*** New video to watch with added English subtitles ***
Long Hair 長毛 梁國雄 Leung Kwok-hung kindly gave me permission to follow and film him for about a month in 2004 for my debut documentary film Long Hair Revolution (2005). Now almost 15 years later in 2019, it has been a pleasant surprise and a bit emotional for me to watch the RTHK Headliner 頭條新聞 segment 【聰吧！新中年！】抗爭者言, 長毛 梁國雄) (episode 12, 愛民如子父母官 14/06/2019) featuring Long Hair.
I’ve spent quite a few hours over the last few weeks to video capture the Headliner 頭條新聞 segment【聰吧！新中年！】抗爭者言, translate the spoken Cantonese into English and lined up the English subtitle/Closed Caption text to exactly match the timing of the Chinese subtitle text on the clip. Feel free to let me know if you spot any clear mistakes and have suggestions to better translate things.
I’ve now uploaded my English subtitle enhanced clip onto YouTube, I hope you enjoy watching it: Long Hair – 2019 頭條新聞 RTHK Headliner
*** A Documentarian’s Observation – Long Hair Revolution from 2004 to 2019 ***
I originally planned to write a post call “A Documentarian’s Apology” (in the line of British mathematician G. H. Hardy‘s “A Mathematician’s Apology” (PDF). I’ve now tweaked the words a little and now writing “A Documentarian’s Observation” instead and here are a few of my observations:
- Interviewer 羅永聰 was able to ask Long Hair (LH) questions about his ex-wife because they have known and interacted with each other for years. Looking back, it would be very gossipy and uncomfortable for me to ask LH about his ex-wife then and even now 15 years later. I’m glad that Law asked and we got to learn a bit more about that side of LH.

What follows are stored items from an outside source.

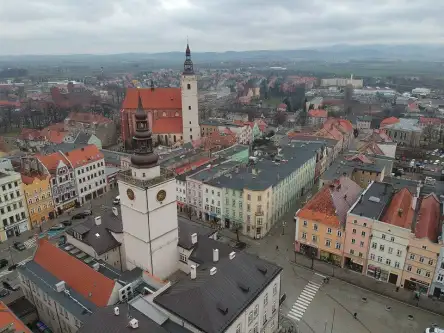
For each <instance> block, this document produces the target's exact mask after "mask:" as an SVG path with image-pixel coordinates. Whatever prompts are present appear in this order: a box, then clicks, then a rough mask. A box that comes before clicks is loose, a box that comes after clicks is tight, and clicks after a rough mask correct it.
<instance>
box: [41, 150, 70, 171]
mask: <svg viewBox="0 0 444 333" xmlns="http://www.w3.org/2000/svg"><path fill="white" fill-rule="evenodd" d="M36 157H37V159H38V160H39V161H40V162H41V163H42V164H43V165H44V166H45V167H46V168H47V169H48V171H49V172H53V171H55V170H56V169H57V166H58V165H59V163H60V162H63V163H65V164H66V165H67V166H69V161H68V160H67V159H66V158H65V157H64V156H63V155H62V154H61V153H59V152H56V153H52V154H49V155H36Z"/></svg>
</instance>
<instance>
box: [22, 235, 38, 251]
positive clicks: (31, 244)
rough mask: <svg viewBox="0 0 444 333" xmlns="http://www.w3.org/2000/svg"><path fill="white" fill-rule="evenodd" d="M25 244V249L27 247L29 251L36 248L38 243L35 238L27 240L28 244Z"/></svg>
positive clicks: (23, 243) (25, 242)
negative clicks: (34, 248) (25, 247)
mask: <svg viewBox="0 0 444 333" xmlns="http://www.w3.org/2000/svg"><path fill="white" fill-rule="evenodd" d="M23 244H24V245H25V247H26V248H27V249H30V248H33V247H35V246H36V244H37V241H36V239H35V238H34V237H33V238H30V239H28V240H27V241H26V242H24V243H23Z"/></svg>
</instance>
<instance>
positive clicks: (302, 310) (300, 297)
mask: <svg viewBox="0 0 444 333" xmlns="http://www.w3.org/2000/svg"><path fill="white" fill-rule="evenodd" d="M318 275H320V274H318ZM320 287H321V284H319V283H315V282H312V281H309V282H308V283H307V285H306V286H305V287H304V289H303V290H302V292H301V294H300V295H299V297H298V299H297V300H296V302H295V303H294V304H293V306H292V307H291V309H290V311H289V312H288V314H287V317H289V318H291V319H293V320H296V321H301V319H302V316H303V315H304V313H305V311H306V310H307V308H308V307H309V306H310V303H311V302H312V301H313V298H314V297H315V296H316V292H317V291H318V289H319V288H320Z"/></svg>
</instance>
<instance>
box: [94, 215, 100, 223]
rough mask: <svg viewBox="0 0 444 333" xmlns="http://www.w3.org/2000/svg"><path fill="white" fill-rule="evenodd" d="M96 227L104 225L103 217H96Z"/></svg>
mask: <svg viewBox="0 0 444 333" xmlns="http://www.w3.org/2000/svg"><path fill="white" fill-rule="evenodd" d="M94 220H95V222H96V225H101V224H102V217H101V216H96V217H95V218H94Z"/></svg>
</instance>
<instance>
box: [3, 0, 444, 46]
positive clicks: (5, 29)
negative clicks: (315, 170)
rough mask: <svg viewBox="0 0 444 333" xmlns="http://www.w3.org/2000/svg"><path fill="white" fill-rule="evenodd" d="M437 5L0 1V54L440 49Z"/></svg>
mask: <svg viewBox="0 0 444 333" xmlns="http://www.w3.org/2000/svg"><path fill="white" fill-rule="evenodd" d="M443 17H444V0H17V1H12V0H0V54H72V53H98V54H106V53H126V52H149V53H151V52H162V51H179V50H180V51H182V50H183V49H184V48H185V46H184V45H185V44H186V38H187V36H188V37H189V40H190V46H191V48H192V50H194V51H226V50H236V51H240V50H264V49H298V48H304V47H316V46H323V45H331V44H338V43H350V44H366V43H367V44H368V43H378V44H379V43H381V44H392V43H397V44H403V43H409V44H410V43H443V42H444V37H443V36H444V25H443Z"/></svg>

- Long Hair’s home was another place that I felt a bit too nosy for me to ask to follow him to film in 2004. In hindsight I wish I had but then I can’t turn back time. Making a documentary is about doing what I can and cannot do. What I couldn’t or felt uncomfortable to do things that could jeopardize the sense of trust between me and LH. His home was one of those places that I instinctively set as “out of bound” for me to film.
- Paradoxically, LH has become even more of a statesman (at least in my eyes) in 2019 compare to previous times I’ve seen him on TV or video after he got DQ (disqualified) unjustly by the government.
- Hearing LH said in the Legislative Council chamber: “夕陽無限好, 只是近黃昏” “不如欣賞一下…” (“The setting Sun’s endlessly endearing… But the light of Day is disappearing!” “why not admire it a little …”) made me feel sad.
- While it is good to see LH in reasonably good health, at different places in the short clip, LH seems also visibly aged and much more tired (definitely compare to 15 years ago but even compare to 2-3 years ago). It makes me feel sad to see his physical health wanes a bit.
- (20190704 new update) When I filmed Long Hair Revolution (2005), I felt almost completely safe at all times except, as mentioned in the past, when I was detained briefly at the immigration queue coming back to Hong Kong from Long Hair’s Macau protest trip. If I were making a documentary today in 2019 (which I am NOT), I would likely have gone into the LegCo to record and witness as HKFP report “The writing on the wall: Understanding the messages left by protesters during the storming of the Hong Kong legislature“. If I had gone in LegCo (which I have not), I would have felt totally safe with the protestors (as fellow documentarian Lynn Lee said so well in her Facebook post), unfortunately, I would NOT feel safe at all with the HK police knowing their brutalities. Nor would I feel safe in rally organized by pro-police/pro-government protestors who are often violent even as they claim to be protesting against “violence”.
- Thats it for now. I may add more later.
Note1: Segment description via RTHK 頭條新聞 第12集—愛民如子父母官 14/06/2019:
Note2: Julian Law Wing Chung (羅永聰) (an older English bio of Law at Reuters Institute) was most known for being former Financial Secretary John Tsang‘s political assistant and Law also quit his job to help run Tsang‘s election campaign for the Chief Executive of HKSAR which Tsang ultimately lost to Carrie Lam.